Karen Horton, executive vice chair of the Russell H. Morgan Department of Radiology and Radiological Science, will assume the role of interim director of that department when Jonathan Lewin, the Martin Donner Professor and current director, leaves Hopkins to become executive vice president for health affairs at Emory University. The appointment takes effect Feb. 1.

Kenneth Kinzler, Se-Jin Lee, and Bert Vogelstein have been elected to NAI Fellow status in the National Academy of Inventors. Kinzler, a professor of oncology, focuses on the genetics of human cancer, and he and his laboratory have identified a variety of genetic mutations that underlie the disease, including mutations of the APC pathway that appear to initiate the majority of colorectal cancers and IDH1/2 mutations that underlie many gliomas. In addition, they have developed a variety of powerful tools for analysis of expression and genetic alterations in cancer. Lee is a professor of molecular biology and genetics and the Michael and Ann Hankin and Partners of Brown Advisory Professor in Scientific Innovation. He is credited with discovering myostatin, a protein that inhibits muscle growth. The primary interest of Lee's laboratory is to understand the role of signaling molecules in regulating embryonic development and adult tissue homeostasis. Vogelstein is the Clayton Professor of Oncology and Pathology and director of the Ludwig Center for Cancer Genetics and Therapeutics at the Sidney Kimmel Comprehensive Cancer Center of the School of Medicine. He is interested in identifying and characterizing the genes that cause cancer and the application of this knowledge to the management of patients.

School of Nursing

Diana Baptiste has been promoted to assistant professor on the practice-education track in the Acute and Chronic Care Department. Baptiste has had a 15-year nursing career providing adult care for diverse populations in community, public health, and acute-care settings.
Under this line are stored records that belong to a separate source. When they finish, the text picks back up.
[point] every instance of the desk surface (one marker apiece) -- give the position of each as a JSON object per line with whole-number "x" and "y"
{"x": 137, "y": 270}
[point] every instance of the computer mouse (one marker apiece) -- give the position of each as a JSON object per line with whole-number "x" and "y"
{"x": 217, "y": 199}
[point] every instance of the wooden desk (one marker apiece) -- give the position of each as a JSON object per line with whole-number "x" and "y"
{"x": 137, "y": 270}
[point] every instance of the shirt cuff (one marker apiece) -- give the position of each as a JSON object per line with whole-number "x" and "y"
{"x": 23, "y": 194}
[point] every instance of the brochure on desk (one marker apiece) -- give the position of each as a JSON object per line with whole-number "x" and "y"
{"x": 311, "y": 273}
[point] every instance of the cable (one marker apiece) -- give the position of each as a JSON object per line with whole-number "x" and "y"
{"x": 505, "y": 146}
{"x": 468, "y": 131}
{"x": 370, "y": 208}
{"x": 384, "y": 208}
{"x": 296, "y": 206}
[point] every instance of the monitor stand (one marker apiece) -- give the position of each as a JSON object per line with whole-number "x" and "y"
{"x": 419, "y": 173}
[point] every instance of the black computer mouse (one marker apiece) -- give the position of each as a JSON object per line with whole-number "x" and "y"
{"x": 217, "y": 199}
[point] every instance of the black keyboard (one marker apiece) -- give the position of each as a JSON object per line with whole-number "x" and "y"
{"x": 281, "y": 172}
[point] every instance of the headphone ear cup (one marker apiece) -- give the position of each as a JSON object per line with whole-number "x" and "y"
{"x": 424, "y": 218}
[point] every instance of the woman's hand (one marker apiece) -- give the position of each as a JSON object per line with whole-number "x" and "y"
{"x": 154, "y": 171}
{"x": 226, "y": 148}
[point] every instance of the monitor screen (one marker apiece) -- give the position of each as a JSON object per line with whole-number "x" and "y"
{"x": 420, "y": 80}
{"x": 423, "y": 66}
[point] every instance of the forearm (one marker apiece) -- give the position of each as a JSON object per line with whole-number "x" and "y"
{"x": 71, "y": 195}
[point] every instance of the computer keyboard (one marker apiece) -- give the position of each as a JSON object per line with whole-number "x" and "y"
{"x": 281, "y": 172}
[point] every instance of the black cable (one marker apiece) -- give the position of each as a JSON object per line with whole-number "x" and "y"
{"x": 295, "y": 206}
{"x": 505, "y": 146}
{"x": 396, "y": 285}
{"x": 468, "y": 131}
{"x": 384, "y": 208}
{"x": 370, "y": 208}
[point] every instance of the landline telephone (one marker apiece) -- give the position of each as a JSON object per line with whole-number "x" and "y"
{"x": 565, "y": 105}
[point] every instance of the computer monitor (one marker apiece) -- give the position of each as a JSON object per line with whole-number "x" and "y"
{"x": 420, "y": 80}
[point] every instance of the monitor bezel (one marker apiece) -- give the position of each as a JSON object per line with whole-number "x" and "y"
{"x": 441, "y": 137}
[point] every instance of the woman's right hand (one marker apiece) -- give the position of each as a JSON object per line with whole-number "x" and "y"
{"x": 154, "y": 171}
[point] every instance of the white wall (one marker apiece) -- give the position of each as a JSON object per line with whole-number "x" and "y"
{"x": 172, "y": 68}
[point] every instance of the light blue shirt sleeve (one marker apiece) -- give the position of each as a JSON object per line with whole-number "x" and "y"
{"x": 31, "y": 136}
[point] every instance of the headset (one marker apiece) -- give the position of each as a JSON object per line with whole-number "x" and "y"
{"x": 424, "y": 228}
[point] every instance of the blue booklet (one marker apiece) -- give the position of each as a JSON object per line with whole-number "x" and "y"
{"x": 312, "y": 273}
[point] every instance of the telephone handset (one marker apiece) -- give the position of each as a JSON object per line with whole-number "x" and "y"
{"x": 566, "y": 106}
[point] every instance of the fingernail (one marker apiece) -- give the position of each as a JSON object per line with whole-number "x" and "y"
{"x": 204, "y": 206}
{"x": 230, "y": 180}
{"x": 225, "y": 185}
Jacquelyn Campbell, the Anna D. Wolf Professor in the Department of Community-Public Health, is featured in "Confronting Violence, Improving Women's Lives," a display, traveling banner, and online exhibition by the National Library of Medicine. The display will crisscross the United States over the next four years.

Laura Gitlin, director of the Center for Innovative Care in Aging, co-authored the book Behavioral Intervention Research: Designing, Evaluating, and Implementing, released in December. Written with Sara Czaja, of the University of Miami, the book sets out examples of a wide range of interventions affecting individuals across the life span and in diverse communities and health systems. Numerous case examples illustrate the theories behind successful behavioral intervention trials.
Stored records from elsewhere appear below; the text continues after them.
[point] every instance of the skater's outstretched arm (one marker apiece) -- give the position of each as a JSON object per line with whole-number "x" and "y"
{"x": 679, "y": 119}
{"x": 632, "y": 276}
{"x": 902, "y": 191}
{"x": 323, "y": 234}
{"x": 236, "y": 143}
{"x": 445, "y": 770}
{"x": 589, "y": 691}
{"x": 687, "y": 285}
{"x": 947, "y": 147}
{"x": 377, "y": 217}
Scott Greatorex has been named associate dean for development and alumni relations. He will be responsible for the school's fundraising, alumni relations, and overall development strategy. Greatorex joined the university in 2008 as a major gift officer on the Office of Development and Alumni Relations' Regional and International Programs team and in 2011 was appointed director of development for the Regional Major Gifts Program.
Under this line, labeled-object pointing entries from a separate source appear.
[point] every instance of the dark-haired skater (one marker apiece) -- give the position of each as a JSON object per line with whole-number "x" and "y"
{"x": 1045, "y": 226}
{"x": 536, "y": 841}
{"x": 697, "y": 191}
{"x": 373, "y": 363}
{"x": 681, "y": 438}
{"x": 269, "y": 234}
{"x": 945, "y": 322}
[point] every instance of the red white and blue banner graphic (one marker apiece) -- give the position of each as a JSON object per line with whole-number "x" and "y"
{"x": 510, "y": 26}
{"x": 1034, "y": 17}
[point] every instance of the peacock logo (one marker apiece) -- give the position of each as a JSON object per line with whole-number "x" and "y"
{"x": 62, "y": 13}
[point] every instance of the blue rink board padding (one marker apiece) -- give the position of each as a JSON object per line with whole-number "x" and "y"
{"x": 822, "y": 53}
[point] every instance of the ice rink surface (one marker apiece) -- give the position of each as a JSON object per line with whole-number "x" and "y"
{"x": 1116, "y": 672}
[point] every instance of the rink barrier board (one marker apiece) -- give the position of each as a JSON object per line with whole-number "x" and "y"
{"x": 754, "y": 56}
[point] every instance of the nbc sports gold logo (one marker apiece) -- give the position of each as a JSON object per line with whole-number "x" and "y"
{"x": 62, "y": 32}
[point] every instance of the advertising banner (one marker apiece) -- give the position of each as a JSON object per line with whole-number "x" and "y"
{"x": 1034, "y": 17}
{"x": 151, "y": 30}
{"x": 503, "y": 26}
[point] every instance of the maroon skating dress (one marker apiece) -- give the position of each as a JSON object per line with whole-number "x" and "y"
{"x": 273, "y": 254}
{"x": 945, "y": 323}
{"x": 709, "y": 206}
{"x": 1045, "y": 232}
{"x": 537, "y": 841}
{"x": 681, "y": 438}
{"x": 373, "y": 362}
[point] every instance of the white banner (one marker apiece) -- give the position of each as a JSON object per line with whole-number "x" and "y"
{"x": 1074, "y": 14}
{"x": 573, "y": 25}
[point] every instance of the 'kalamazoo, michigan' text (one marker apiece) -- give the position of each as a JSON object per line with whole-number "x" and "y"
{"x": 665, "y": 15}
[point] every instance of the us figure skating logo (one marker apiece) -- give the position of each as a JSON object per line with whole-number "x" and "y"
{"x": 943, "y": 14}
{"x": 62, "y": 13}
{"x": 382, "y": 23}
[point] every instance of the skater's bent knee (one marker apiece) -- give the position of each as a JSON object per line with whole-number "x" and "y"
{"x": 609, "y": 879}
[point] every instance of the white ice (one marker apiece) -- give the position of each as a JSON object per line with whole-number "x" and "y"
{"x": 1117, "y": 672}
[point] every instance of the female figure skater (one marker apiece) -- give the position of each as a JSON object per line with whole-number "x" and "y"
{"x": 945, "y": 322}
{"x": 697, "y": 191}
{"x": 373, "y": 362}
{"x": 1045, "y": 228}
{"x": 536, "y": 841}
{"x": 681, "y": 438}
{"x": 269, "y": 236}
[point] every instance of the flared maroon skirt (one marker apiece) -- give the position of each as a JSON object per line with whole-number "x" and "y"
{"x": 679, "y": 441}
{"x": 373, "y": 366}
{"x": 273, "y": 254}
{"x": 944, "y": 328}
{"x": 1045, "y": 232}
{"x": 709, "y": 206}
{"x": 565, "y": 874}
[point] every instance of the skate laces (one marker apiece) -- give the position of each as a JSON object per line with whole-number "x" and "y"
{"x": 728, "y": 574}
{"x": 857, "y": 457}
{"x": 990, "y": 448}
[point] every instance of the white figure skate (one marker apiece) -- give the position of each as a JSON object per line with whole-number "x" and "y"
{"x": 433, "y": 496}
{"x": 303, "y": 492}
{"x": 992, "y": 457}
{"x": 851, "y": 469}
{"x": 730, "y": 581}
Whiting School of Engineering

Two faculty members in Chemical and Biomolecular Engineering have been elected to the American Institute for Medical and Biological Engineering's College of Fellows. They are Jeffrey Gray, a professor, and Sharon Gerecht, the Kent Gordon Croft Investment Management Faculty Scholar and an associate professor. AIMBE Fellows are nominated by their peers and are considered the most accomplished and distinguished leaders in medical and biological engineering.